Method 2 involved using PLPW (PLPW) processing to extract lignin from the flax shives. The extraction conditions were as described by Kim and Mazza [18] with the following modifications. Experiments were conducted using an extraction cell 40 cm length and 1.8 cm i.d. Dry flax shives (17 g), milled to a particle size range between 0.25 and 1 mm, were placed in the extraction cell. The extraction procedure was initiated by disconnecting the top fitting of the extraction cell and filling the cell with water or 0.47 M NaOH. The extraction temperature was 100, 140 or 180 °C, pressure was 5.2 MPa (750 psi), and the flow rate was 5 mL/min. Total processing time was 82 min. The lignin present in the flax shives extract after PLPW processing was isolated. The pH of the PLPW extract was reduced to 5.5 by addition of 6 N HCl. The hemicelluloses were separated from the PLPW extract by precipitation of the neutralized liquid in 3 volumes of ethanol. After filtration on a glass filter, ethanol was evaporated, and the PLPW soluble lignins were obtained by precipitation at pH 1.5 by addition of 6 N HCl. The PLPW extracted lignin was dried in a vacuum oven at 35 °C for 16 h. The total carbohydrates present in the extracts were estimated using the phenol-sulfuric acid method using standards of d-glucose [40,41]. All experiments were conducted in triplicate.

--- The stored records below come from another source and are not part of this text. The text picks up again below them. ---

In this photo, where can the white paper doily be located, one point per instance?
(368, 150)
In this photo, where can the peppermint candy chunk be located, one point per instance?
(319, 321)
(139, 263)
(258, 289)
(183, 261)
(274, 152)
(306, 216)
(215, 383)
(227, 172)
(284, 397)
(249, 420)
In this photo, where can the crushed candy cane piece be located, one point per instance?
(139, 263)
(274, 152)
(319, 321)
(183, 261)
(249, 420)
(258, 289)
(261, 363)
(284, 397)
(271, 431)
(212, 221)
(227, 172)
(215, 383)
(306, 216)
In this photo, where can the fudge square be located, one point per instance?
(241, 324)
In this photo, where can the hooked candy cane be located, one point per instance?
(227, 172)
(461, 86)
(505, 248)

The composition of the noncondensed monomeric units of lignin was characterized by nitrobenzene oxidation. Following the methods [18,42], lignin samples (25 mg) were added to a mixture of 5 mL of 2 M NaOH and 0.5 mL of nitrobenzene and held in a pressurized tube reactor at 160 °C for 3 h. The reaction mixture was cooled down, and the solutions were extracted with 50 mL of diethyl ether three times and acidified to pH 1 with 6 N HCl. This solution was further extracted with 50 mL of diethyl ether three times. The extract was dried overnight (16 h) in a vacuum oven. The residue was dissolved in methanol. HPLC was used to determine the composition of the resulting phenolic aldehydes and acids.

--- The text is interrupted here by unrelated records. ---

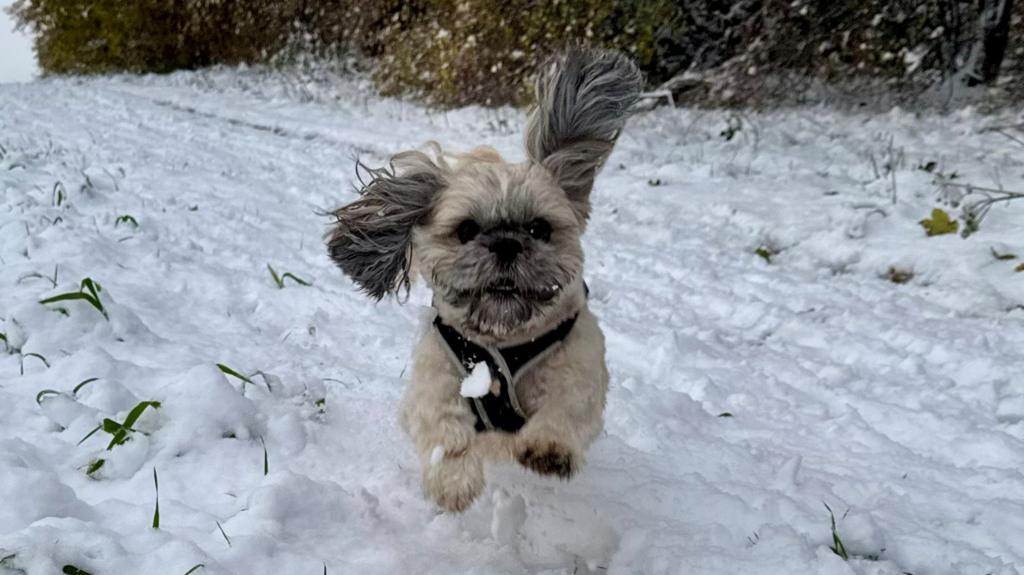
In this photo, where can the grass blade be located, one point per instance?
(94, 467)
(88, 435)
(276, 279)
(120, 431)
(88, 291)
(156, 512)
(227, 370)
(837, 547)
(266, 461)
(43, 394)
(82, 385)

Analysis of phenolic compounds was conducted on an Agilent 1100 HPLC system with a G1329A autosampler and a G1312A pump, which was controlled by Agilent ChemstationPlus software (Agilent Technologies, Palo Alto, CA). The HPLC method used a Luna C18 (5 μm, 150 mm × 3.0 mm column) coupled with a C18 Security Guard cartridge, both from Phenomenex (Torrance, CA). The injector and column temperatures were set at 35 °C, and the injection volume was 20 μL. The mobile phases consisted of methanol (solvent A) and 4.4% (v/v) formic acid (solvent B) with a gradient as described by Kim and Mazza [28]. Briefly, the gradient consisted of 10% A at the start of the run, 25% A at 30 min run time, 35% A at 40 min run time, 60% A at 50 min run time, 100% A at 60 min run time, and 10% A at 70 min run time. The phenolic compounds were detected with a diode array detector at 280 nm. Phenolic compounds were identified and quantified by comparison with the retention times and the UV absorbance spectra of authentic standards obtained from Sigma Chemicals Co. (St. Louis, MO, USA).

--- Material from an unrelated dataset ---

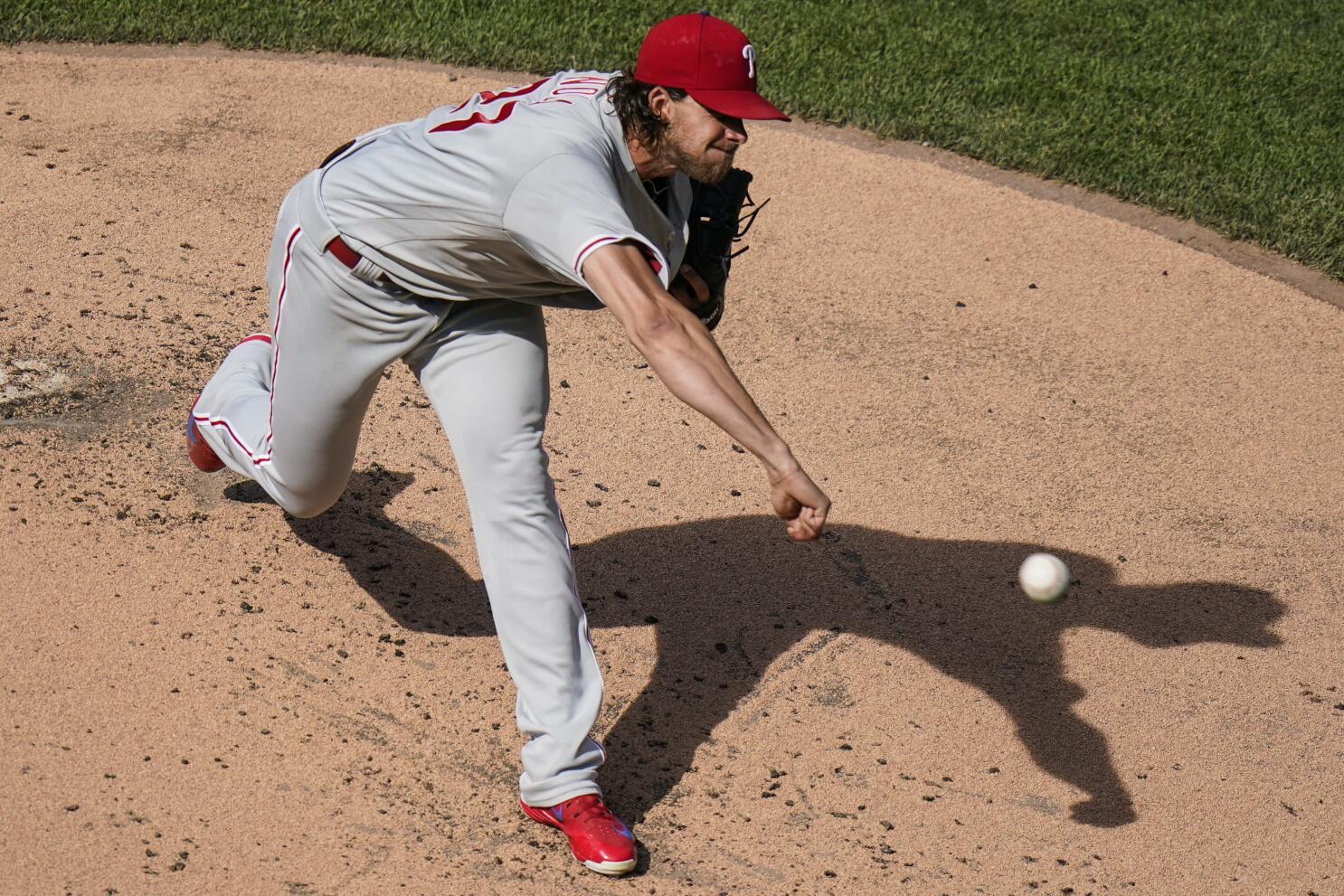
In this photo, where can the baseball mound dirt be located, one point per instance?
(204, 696)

UV spectra were recorded on a Cary 50 Bio UV-Visible Spectrophotometer (Varian, Palo Alto, CA). Isolated lignin sample was vacuum dried at 50 °C for 24 h. The dried lignin sample (5 mg) was dissolved in 10 mL of dioxane-water (95%, v/v). A 1 mL aliquot was diluted to 10 mL with 50% (v/v) dioxane-water, and the absorbance between 205 and 380 nm was measured [27].

For this work, the Pyrolysis-GC-MS method of Ralph and Hatfield [15] was followed. Samples, 200–300 μg were pyrolyzed in a quartz tube in a Pyroprob 5150 (CDS analytical Inc., Oxford, PA) at 700 °C for 10 s using helium as the carrier gas. The sample was carried onto a 30 m × 0.32 mm i.d. × 0.25 μm DB-1 (J&W Scientific) column fitted in an HP 5890 GC. The temperature was held at 50 °C for 10 min and then ramped at 4 °C/min to 290 °C. The eluting compounds were detected with an Agilent 5973 mass selective detector controlled by MSD chemstation (Agilent Technologies, Palo Alto, CA). Ionization was carried out at a 70 eV electron impact voltage in an ion chamber heated at 250 °C. The mass range scanned was m/z 70–600. Peak identifications were carried out on the basis of mass fragmentation patterns, and by comparing the MS data with NIST and Wiley Libraries.